Activists fear the bill being drafted in the predominantly pro-Chavez National Assembly will ban international funds completely, making them fully dependent on limited domestic donations and putting some at risk of disappearing.
The legislation would also compromise the autonomy of human rights groups, critics say.
The International Cooperation Law, which could soon be approved by lawmakers, would "impede NGOs from having sufficient resources," said Liliana Ortega, director of the Cofavic rights organization.
Chavez urged lawmakers this week to pass a law prohibiting Venezuela's political parties, human rights groups and election watchdogs from getting U.S. funds, but the bill being drafted by his political allies would ban all foreign money.
"It doesn't distinguish in regard to the origin of the funds," said Ortega, noting that many of the South American nation's non-governmental organizations depend on financing from European countries — not the United States.

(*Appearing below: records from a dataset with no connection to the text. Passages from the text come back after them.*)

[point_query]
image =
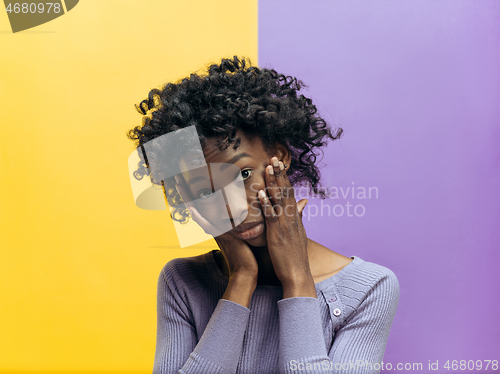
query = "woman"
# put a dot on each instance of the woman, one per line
(269, 300)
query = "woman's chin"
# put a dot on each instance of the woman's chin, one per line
(260, 241)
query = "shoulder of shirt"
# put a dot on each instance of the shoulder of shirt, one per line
(190, 272)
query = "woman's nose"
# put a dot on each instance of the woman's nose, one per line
(236, 202)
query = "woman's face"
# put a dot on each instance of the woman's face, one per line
(241, 204)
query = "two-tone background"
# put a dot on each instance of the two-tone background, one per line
(415, 85)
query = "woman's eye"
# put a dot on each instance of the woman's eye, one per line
(247, 173)
(205, 194)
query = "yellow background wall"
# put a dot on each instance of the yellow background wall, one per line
(79, 261)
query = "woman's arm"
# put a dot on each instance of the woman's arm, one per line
(177, 346)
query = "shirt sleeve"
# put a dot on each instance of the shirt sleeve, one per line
(359, 345)
(177, 347)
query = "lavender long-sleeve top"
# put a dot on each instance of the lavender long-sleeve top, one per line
(343, 330)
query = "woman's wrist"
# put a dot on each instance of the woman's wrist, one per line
(299, 287)
(240, 289)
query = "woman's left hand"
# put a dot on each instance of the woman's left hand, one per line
(286, 236)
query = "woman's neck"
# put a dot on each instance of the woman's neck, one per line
(267, 275)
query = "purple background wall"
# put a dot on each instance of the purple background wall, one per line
(416, 87)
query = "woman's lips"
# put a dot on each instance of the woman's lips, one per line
(251, 231)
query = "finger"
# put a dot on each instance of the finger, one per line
(286, 187)
(274, 192)
(267, 208)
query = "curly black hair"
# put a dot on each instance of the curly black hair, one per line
(231, 96)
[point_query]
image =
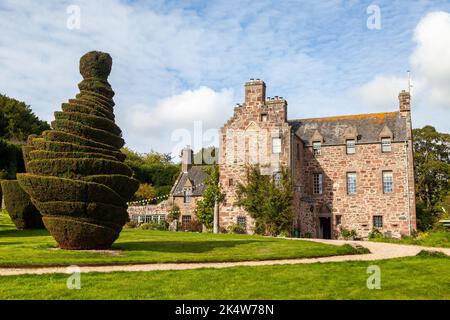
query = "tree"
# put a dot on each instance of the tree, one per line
(206, 156)
(75, 173)
(153, 168)
(145, 191)
(268, 200)
(17, 121)
(211, 194)
(432, 174)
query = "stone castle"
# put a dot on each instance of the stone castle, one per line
(354, 172)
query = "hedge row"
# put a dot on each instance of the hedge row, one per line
(48, 188)
(72, 147)
(79, 234)
(90, 210)
(76, 175)
(11, 160)
(123, 185)
(59, 136)
(96, 85)
(19, 206)
(73, 107)
(84, 131)
(90, 120)
(89, 102)
(42, 155)
(76, 168)
(96, 97)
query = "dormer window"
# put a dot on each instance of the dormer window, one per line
(351, 146)
(276, 145)
(386, 145)
(187, 195)
(264, 117)
(317, 146)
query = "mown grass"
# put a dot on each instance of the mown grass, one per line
(37, 248)
(430, 239)
(421, 277)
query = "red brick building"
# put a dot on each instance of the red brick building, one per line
(354, 172)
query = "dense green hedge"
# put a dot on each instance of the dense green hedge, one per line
(75, 172)
(11, 160)
(18, 204)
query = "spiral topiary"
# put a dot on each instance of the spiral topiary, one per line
(75, 172)
(23, 213)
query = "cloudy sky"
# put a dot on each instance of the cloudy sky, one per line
(179, 66)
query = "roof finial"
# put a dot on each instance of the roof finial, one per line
(409, 82)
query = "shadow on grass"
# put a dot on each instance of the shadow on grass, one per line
(179, 246)
(24, 233)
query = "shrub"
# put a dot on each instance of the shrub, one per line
(18, 204)
(375, 234)
(284, 233)
(348, 234)
(237, 229)
(193, 226)
(75, 173)
(162, 226)
(307, 235)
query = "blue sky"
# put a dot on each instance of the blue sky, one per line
(180, 64)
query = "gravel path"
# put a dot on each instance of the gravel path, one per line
(378, 251)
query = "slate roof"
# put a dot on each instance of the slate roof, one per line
(196, 175)
(368, 127)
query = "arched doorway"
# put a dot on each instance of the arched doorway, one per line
(325, 222)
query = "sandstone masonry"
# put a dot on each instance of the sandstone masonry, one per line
(354, 172)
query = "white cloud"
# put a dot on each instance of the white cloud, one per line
(192, 117)
(430, 68)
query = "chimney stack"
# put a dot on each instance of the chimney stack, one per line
(186, 159)
(255, 92)
(404, 101)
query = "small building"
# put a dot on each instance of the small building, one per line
(188, 189)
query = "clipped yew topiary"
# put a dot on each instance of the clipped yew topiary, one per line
(75, 172)
(19, 206)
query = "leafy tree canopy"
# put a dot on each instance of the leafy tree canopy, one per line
(268, 200)
(432, 174)
(17, 121)
(212, 192)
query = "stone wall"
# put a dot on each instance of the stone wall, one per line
(247, 139)
(357, 210)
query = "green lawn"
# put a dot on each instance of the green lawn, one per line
(405, 278)
(430, 239)
(36, 247)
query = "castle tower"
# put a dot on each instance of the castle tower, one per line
(256, 134)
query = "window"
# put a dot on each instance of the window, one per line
(351, 148)
(386, 145)
(317, 183)
(264, 117)
(242, 221)
(277, 178)
(378, 221)
(317, 146)
(276, 145)
(351, 182)
(185, 221)
(187, 195)
(388, 182)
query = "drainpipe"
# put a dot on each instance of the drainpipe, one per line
(407, 187)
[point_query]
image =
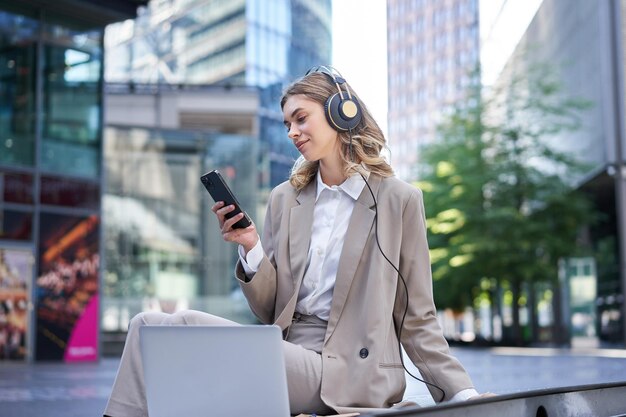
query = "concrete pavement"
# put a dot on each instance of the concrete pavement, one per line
(73, 390)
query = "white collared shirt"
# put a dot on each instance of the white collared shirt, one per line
(331, 215)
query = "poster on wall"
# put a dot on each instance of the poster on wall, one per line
(15, 275)
(67, 288)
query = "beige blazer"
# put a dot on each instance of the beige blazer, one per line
(360, 356)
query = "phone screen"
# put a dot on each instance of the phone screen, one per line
(219, 190)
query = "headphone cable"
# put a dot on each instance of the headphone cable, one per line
(406, 292)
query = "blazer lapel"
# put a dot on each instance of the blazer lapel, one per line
(359, 229)
(300, 223)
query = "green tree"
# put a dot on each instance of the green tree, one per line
(501, 209)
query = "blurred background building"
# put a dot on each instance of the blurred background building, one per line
(583, 45)
(432, 56)
(51, 171)
(194, 86)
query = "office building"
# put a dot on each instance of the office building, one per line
(195, 85)
(583, 44)
(51, 79)
(432, 51)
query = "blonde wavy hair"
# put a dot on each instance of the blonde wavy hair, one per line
(368, 140)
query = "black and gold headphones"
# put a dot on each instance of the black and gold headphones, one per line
(343, 111)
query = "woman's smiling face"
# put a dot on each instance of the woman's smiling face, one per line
(308, 129)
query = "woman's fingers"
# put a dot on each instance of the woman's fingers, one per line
(228, 223)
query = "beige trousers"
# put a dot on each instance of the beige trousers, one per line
(303, 366)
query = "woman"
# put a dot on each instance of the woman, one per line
(343, 249)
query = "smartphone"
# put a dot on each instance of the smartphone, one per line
(217, 187)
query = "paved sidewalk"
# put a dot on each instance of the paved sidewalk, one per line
(78, 390)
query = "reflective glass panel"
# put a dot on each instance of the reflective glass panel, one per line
(17, 89)
(16, 187)
(15, 225)
(72, 104)
(69, 192)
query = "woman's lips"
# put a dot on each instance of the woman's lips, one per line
(300, 144)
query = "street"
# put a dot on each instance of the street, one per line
(73, 390)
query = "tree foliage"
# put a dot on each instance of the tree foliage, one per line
(498, 191)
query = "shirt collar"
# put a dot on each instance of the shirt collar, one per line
(353, 186)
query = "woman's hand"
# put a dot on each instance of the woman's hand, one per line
(247, 237)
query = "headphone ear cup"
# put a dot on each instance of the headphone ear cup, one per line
(342, 115)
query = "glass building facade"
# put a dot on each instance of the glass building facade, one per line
(163, 248)
(51, 78)
(240, 42)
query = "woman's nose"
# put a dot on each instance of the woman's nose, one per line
(293, 132)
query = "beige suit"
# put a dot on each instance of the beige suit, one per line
(361, 365)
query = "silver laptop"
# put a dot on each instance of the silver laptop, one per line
(222, 371)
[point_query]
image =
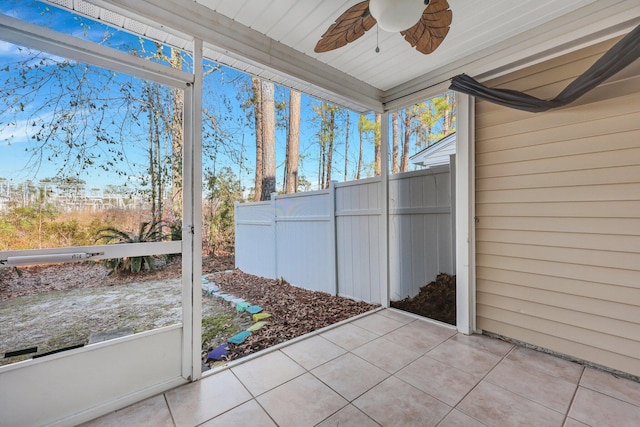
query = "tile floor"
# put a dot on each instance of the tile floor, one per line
(391, 369)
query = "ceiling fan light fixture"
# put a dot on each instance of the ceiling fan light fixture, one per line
(396, 15)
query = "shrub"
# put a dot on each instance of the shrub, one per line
(148, 232)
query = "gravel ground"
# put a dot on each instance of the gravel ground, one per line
(59, 306)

Chavez claims some of Venezuela's NGOs that have received funds from organizations with ties to the U.S. government are conspiring against his government with help from Washington — an allegation that rights activists vehemently reject.
"If any organization is committing a crime, they should be brought to court," Ortega said.

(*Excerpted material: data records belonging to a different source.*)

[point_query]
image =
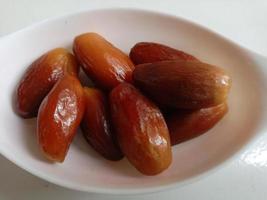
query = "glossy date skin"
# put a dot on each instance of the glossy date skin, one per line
(186, 124)
(96, 125)
(59, 117)
(183, 84)
(39, 79)
(105, 64)
(141, 130)
(149, 52)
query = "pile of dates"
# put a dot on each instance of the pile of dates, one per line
(139, 105)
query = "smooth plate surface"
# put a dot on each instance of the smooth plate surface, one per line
(83, 168)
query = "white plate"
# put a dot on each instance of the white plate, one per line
(84, 169)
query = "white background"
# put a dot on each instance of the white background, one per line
(243, 21)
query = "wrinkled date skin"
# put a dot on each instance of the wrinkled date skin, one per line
(183, 84)
(105, 64)
(141, 130)
(96, 125)
(59, 117)
(39, 79)
(149, 52)
(184, 124)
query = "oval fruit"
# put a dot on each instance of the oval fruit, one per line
(105, 64)
(40, 78)
(183, 84)
(186, 124)
(59, 117)
(96, 125)
(149, 52)
(141, 130)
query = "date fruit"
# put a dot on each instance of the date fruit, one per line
(141, 130)
(105, 64)
(96, 125)
(39, 79)
(183, 84)
(149, 52)
(185, 124)
(59, 116)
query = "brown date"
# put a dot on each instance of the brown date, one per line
(105, 64)
(141, 130)
(59, 116)
(96, 126)
(40, 78)
(149, 52)
(183, 84)
(185, 124)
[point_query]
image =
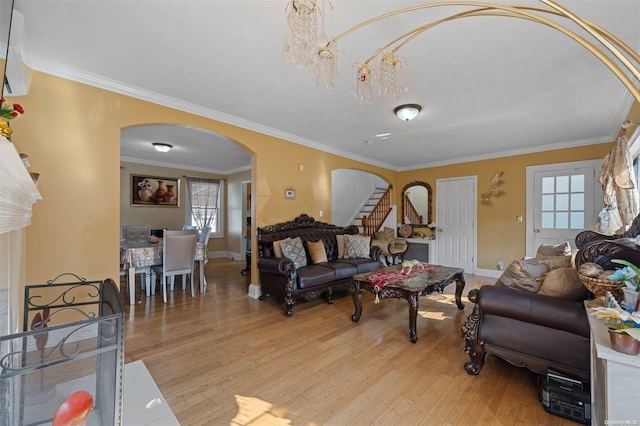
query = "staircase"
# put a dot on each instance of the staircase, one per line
(374, 211)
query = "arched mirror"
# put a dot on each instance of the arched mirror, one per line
(416, 204)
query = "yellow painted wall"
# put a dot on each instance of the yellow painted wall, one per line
(156, 216)
(71, 132)
(500, 237)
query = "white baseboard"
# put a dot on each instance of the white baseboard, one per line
(224, 254)
(254, 291)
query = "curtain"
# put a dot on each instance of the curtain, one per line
(620, 189)
(203, 198)
(17, 191)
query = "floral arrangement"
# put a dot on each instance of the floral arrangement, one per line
(620, 320)
(434, 228)
(10, 112)
(629, 275)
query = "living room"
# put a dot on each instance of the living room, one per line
(71, 130)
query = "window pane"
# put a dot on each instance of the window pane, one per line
(562, 202)
(562, 220)
(577, 202)
(562, 184)
(547, 220)
(548, 185)
(577, 183)
(577, 220)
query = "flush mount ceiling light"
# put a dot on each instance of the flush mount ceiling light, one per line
(407, 112)
(162, 147)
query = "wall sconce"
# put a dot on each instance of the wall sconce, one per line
(494, 192)
(290, 193)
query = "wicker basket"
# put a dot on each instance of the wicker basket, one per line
(599, 288)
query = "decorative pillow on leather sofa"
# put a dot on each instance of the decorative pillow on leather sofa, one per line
(356, 246)
(340, 241)
(294, 251)
(317, 252)
(277, 249)
(563, 249)
(565, 284)
(554, 262)
(525, 275)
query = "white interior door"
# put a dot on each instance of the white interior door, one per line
(563, 200)
(456, 218)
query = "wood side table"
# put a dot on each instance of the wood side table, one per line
(434, 280)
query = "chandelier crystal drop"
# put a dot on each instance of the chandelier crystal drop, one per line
(390, 70)
(326, 67)
(363, 84)
(302, 36)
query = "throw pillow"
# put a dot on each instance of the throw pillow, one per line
(277, 250)
(294, 251)
(565, 284)
(340, 244)
(356, 246)
(524, 275)
(563, 249)
(317, 252)
(553, 262)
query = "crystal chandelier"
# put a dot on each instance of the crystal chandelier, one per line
(301, 44)
(303, 40)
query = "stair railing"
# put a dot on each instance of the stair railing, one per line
(411, 212)
(374, 220)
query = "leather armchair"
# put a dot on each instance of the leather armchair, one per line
(528, 330)
(535, 331)
(391, 248)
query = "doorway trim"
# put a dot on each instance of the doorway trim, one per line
(473, 215)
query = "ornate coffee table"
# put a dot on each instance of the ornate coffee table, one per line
(409, 288)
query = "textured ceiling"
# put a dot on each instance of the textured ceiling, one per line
(489, 86)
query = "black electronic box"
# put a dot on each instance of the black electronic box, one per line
(565, 396)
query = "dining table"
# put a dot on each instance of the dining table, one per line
(144, 254)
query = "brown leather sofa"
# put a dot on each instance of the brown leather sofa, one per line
(535, 331)
(279, 276)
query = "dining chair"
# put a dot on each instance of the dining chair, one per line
(138, 233)
(178, 258)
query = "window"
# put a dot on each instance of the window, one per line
(563, 202)
(205, 204)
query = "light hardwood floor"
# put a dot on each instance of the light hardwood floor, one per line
(223, 358)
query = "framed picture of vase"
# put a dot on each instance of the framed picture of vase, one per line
(155, 191)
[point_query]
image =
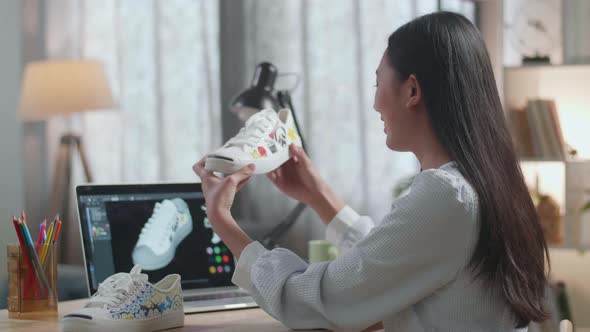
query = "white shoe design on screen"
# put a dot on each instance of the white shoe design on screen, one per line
(169, 224)
(263, 141)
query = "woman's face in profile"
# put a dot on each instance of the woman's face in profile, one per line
(389, 103)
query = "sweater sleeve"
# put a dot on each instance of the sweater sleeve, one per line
(347, 228)
(421, 245)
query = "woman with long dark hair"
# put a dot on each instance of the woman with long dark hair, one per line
(462, 251)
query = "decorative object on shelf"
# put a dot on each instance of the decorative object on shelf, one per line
(576, 44)
(549, 214)
(536, 131)
(568, 87)
(550, 219)
(533, 32)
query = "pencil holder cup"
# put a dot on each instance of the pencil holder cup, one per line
(32, 285)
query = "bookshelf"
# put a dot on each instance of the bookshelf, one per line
(566, 178)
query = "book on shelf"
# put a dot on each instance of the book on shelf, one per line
(537, 132)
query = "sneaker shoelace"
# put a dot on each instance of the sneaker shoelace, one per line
(254, 129)
(157, 231)
(117, 288)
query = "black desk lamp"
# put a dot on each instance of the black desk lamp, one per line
(260, 95)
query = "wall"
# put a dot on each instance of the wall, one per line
(11, 190)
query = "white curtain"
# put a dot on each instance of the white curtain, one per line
(162, 58)
(163, 61)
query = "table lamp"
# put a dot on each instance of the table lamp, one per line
(52, 88)
(260, 95)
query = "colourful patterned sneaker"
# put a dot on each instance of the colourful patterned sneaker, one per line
(128, 302)
(264, 141)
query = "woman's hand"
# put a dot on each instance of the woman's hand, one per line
(220, 192)
(219, 197)
(299, 179)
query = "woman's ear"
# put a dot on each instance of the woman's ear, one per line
(414, 91)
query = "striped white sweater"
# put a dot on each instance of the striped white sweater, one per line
(409, 271)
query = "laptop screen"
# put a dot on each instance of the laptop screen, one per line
(162, 227)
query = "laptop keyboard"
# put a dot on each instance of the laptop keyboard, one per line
(215, 296)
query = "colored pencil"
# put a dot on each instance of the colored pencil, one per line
(36, 262)
(24, 250)
(47, 240)
(56, 232)
(41, 236)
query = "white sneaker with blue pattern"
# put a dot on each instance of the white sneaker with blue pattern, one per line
(128, 302)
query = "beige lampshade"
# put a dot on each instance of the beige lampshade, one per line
(56, 87)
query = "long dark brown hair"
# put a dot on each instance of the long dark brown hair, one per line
(449, 59)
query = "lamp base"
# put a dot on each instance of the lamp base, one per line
(69, 144)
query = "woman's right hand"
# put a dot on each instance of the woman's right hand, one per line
(299, 179)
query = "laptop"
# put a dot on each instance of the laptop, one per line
(113, 216)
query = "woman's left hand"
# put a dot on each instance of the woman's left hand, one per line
(220, 192)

Foro Por La Vida, an umbrella group representing dozens of rights organizations, expressed concern that Chavez aims to criminalize the work of rights activists simply because some have been critical of government policies.
"We are concerned, and we condemn the attempt to create a perception that raises doubts and suspicions regarding the conduct of human rights organizations," the group said in a statement Thursday.
Many of the accusations against non-governmental organizations have come from Venezuelan-American lawyer and political activist Eva Golinger, who claims funds from the U.S.-funded National Endowment for Democracy and the U.S. Agency for International Development are being used to falsely portray Chavez's government as a violator of human rights.
"They are looking to undermine and destabilize Venezuela's government," Golinger told pro-Chavez lawmakers this week.